2. The method for applying artificial intelligence according to claim 1, wherein the human-like operation can be performed according to the location information, comprising the steps of:
s5, adding the position information of the display information where the characters are in the character map generated in the step S2;
s6, converting the control related text sequence returned by the large model and the position information into a control instruction through a control instruction translator, and performing human-like operation on the system.

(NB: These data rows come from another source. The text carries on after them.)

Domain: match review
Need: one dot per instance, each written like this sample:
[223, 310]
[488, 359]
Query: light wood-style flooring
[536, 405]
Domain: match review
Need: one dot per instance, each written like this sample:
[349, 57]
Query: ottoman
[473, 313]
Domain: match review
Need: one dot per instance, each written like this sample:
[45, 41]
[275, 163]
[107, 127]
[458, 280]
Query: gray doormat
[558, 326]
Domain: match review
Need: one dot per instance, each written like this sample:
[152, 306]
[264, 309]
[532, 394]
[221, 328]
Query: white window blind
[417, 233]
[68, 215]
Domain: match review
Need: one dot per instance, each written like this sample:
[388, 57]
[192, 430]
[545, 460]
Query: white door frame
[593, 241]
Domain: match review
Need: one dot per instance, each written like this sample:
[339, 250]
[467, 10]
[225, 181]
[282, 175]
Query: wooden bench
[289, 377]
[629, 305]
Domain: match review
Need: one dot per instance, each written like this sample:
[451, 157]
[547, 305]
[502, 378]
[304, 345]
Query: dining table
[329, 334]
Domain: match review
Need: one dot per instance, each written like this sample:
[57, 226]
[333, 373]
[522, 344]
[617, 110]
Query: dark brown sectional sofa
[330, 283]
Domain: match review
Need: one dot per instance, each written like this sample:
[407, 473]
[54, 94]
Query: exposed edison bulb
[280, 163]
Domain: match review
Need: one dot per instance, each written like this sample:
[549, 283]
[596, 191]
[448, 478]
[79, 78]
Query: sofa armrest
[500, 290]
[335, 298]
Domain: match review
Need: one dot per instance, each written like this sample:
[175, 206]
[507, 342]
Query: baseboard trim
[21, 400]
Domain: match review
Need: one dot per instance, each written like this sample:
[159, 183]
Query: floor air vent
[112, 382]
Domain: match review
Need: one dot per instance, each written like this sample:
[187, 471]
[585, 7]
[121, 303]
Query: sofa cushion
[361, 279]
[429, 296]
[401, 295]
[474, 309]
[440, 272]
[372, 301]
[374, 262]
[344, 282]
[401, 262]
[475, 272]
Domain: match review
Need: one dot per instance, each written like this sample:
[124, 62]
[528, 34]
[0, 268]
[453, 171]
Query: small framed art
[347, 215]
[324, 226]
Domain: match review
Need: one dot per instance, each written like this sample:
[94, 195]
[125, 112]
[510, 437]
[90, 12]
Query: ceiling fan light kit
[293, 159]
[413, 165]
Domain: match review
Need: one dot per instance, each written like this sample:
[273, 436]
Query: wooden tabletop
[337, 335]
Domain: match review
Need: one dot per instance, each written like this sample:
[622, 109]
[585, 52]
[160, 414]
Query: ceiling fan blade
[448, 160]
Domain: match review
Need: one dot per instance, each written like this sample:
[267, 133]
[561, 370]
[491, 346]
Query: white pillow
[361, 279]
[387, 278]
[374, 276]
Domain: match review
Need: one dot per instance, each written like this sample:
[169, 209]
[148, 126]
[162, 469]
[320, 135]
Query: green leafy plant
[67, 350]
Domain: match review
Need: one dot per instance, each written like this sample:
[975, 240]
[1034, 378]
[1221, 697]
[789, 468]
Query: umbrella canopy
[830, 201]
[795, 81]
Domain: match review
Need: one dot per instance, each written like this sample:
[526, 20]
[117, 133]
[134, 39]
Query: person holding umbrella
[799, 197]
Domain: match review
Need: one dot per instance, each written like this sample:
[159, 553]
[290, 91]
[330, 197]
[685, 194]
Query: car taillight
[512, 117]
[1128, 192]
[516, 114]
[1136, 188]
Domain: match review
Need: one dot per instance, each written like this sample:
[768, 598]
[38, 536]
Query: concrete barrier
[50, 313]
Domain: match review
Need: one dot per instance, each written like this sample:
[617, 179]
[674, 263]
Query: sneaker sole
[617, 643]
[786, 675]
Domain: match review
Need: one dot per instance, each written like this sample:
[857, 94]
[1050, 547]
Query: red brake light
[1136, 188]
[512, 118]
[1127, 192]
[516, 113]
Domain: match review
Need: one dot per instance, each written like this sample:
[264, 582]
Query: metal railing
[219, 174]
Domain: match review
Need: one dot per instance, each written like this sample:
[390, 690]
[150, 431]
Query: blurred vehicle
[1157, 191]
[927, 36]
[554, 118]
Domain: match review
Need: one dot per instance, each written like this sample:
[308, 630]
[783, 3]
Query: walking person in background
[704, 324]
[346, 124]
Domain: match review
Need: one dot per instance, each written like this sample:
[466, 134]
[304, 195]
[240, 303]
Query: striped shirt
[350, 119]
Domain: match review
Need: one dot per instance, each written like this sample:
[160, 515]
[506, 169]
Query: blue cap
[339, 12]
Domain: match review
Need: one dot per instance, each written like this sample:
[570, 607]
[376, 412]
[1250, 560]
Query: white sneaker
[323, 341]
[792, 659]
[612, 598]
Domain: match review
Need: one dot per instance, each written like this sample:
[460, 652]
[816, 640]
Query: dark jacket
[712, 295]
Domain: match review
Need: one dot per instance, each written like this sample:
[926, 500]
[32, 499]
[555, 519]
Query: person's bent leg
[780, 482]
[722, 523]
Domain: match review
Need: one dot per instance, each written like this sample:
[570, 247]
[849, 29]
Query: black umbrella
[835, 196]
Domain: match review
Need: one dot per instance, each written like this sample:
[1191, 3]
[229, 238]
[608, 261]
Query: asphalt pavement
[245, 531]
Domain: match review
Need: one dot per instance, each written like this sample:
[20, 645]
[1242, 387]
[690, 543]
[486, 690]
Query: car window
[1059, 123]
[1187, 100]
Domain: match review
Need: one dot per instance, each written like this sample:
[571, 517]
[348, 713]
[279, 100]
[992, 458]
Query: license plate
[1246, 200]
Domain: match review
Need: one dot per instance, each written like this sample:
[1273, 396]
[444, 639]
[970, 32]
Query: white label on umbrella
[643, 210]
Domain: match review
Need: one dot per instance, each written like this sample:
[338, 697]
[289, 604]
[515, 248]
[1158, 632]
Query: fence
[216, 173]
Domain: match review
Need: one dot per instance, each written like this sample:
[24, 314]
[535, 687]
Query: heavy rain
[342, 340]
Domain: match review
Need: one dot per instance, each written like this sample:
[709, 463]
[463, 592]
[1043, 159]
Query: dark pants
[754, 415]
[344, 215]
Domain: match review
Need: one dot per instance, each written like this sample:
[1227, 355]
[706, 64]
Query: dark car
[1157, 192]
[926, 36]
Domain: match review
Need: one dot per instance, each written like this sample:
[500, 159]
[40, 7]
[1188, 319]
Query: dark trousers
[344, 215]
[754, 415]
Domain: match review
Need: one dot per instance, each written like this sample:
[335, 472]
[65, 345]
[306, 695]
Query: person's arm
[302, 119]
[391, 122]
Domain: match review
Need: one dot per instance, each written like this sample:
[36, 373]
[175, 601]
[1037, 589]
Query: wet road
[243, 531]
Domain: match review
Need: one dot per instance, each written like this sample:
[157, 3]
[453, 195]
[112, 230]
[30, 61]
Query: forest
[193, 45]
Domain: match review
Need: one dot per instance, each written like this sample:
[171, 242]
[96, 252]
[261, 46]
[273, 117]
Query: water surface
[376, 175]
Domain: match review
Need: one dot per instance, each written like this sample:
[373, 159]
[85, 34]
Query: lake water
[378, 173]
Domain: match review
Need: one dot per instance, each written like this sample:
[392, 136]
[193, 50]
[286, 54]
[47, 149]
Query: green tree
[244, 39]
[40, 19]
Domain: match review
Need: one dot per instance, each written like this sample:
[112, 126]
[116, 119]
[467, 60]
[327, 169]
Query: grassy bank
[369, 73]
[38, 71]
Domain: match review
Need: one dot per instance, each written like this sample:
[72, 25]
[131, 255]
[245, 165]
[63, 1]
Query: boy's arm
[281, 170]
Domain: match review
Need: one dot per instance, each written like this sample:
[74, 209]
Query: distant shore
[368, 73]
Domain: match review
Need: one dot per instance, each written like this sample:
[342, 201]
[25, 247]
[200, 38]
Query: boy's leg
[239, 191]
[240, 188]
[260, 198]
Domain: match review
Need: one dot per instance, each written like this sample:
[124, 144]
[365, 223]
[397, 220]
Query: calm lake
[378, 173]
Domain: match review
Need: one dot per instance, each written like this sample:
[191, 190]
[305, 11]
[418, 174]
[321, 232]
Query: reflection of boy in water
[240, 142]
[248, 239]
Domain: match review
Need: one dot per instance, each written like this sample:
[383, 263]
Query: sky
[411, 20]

3. A method of applying artificial intelligence according to claim 1, characterized in that certain operations of humans are recorded, literal mappings are generated and sent to large models.
4. An apparatus for applying artificial intelligence, comprising the following modules:
the D1 display information acquisition module is responsible for acquiring display images at a certain frequency and can designate an image acquisition area;
d2, a display information word mapping module, which is responsible for mapping the display information word and position;
d3, applying a storage module to store description information of tasks to be realized, and returning format requirements of the task return information and information return position requirements;
the input module of the large model D4, namely an input interface of the large model, combines the information of the equipment D2 and the equipment D3 and inputs the combined information into the large model;
the D5 large model output module is used for placing information output by the large model into a designated position according to the information return position requirement in the device D3;
and D6, an application program processing module is used for retrieving information in the device D5 and sorting and displaying the information.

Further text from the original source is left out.